Выбрать главу

С завистью смотрит Вася на бегущих с горы ребятишек. Они на бегу стаскивают с себя рубашонки и кидаются в воду. Брызги, сверкая, летят столбом. Крик, визг, смех — весело. А Вася всё постукивает да постукивает молотком по долоту, забивая в щели паклю, — к обеду надо кончить, а то рассердится Кирилл.

Прокричал пароход и, шлёпая колёсами, протащил мимо грузные баржи.

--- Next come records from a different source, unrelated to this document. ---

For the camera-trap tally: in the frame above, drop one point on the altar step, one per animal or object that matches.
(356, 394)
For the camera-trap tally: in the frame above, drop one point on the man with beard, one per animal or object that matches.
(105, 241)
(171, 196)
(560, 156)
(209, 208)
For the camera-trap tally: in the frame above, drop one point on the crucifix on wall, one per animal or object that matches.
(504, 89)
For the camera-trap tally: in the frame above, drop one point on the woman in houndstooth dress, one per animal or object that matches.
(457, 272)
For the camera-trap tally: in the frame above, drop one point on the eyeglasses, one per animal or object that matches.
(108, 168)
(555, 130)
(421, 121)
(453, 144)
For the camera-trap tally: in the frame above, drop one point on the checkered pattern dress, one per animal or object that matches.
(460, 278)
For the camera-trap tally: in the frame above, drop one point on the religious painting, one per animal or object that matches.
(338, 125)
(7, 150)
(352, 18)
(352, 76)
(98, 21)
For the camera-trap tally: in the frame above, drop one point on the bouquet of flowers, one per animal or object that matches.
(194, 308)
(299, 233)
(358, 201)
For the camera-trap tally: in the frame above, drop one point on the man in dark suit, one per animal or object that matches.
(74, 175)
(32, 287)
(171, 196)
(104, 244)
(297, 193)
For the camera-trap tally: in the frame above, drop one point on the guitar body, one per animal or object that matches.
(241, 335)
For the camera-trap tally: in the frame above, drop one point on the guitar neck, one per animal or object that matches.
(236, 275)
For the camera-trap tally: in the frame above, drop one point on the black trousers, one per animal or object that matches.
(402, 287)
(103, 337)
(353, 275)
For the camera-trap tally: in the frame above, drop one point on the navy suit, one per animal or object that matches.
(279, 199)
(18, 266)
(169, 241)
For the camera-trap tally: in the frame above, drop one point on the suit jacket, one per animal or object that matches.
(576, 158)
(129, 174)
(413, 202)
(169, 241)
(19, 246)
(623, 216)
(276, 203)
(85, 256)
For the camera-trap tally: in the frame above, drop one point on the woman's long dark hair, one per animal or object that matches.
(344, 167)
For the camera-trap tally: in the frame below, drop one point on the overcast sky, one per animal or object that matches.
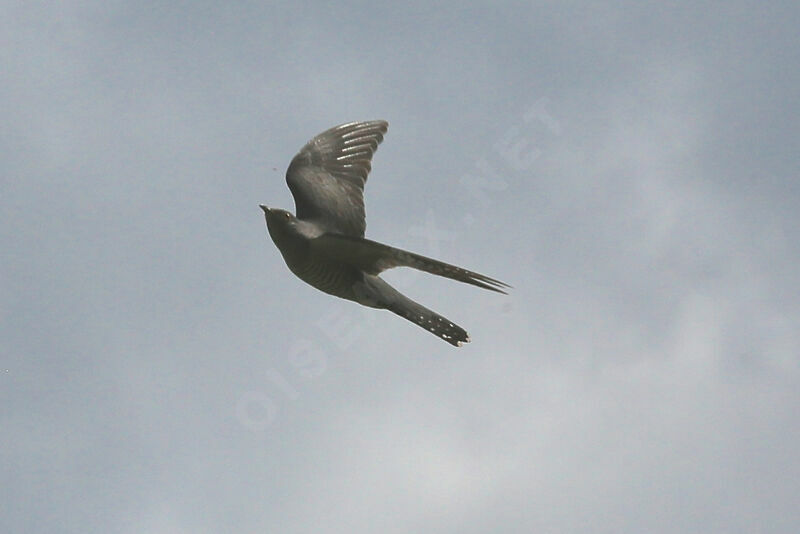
(631, 170)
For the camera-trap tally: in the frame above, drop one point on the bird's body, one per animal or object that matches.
(324, 244)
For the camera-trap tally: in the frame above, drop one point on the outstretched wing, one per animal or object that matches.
(327, 176)
(374, 258)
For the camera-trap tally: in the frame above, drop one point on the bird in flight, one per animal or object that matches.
(324, 244)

Солнце подымалось выше, и река становилась жаркой. Больно было смотреть от блеска. Воздух дрожит и колеблется. Ах, как хорошо бы теперь искупаться!..

К вечеру душно. Всюду стоит сухая, горячая мгла, и от неё всё неясно и смутно. Ласточки носятся над самой водой, чертя крылом.

Когда багровое солнце стало садиться за далёкие вербы, Кирилл кликнул:

— Кончил?

— Кончил.

— Ишь ты, прокопался до вечера! Ну, я пойду по делам, а ты оставайся, да никуда не уходи. Теперь езды мало. А ежели с той стороны покричат парому, переезжай на ту сторону на лодке, возьми мужика, переправишь сюда, с ним отсюда и перегоните паром, а то один ты долго прокопаешься. Да теперь никто и не поедет. — Он поднял голову и посмотрел на мглистое небо, по которому бежали сизыми клочьями тучи.

— Дяденька, я боюсь, как бы ночью гроза не вдарила.

— Ну, боится! Нежно воспитанный. Ничего! Никто тебя не укусит!

Кирилл ушёл. Мальчик остался один.

Быстро темнело. Пропал другой берег. Гора смутно чернела, и на ней белым, едва уловимым пятнышком обозначалась церковь.

На берегу водворилась тишина — ни шороха, ни вздоха, только чудилось, молчаливо мелькают над потемневшей водой ласточки.

Где-то глухо погромыхало, как будто большой телегой проехали по мосту, но моста не было. Опять тишина.

Мальчик пошёл было в домик, да жутко одному в темноте. Он вышел и примостился на берегу под опрокинутой лодкой.

Он… примостился на берегу под опрокинутой лодкой.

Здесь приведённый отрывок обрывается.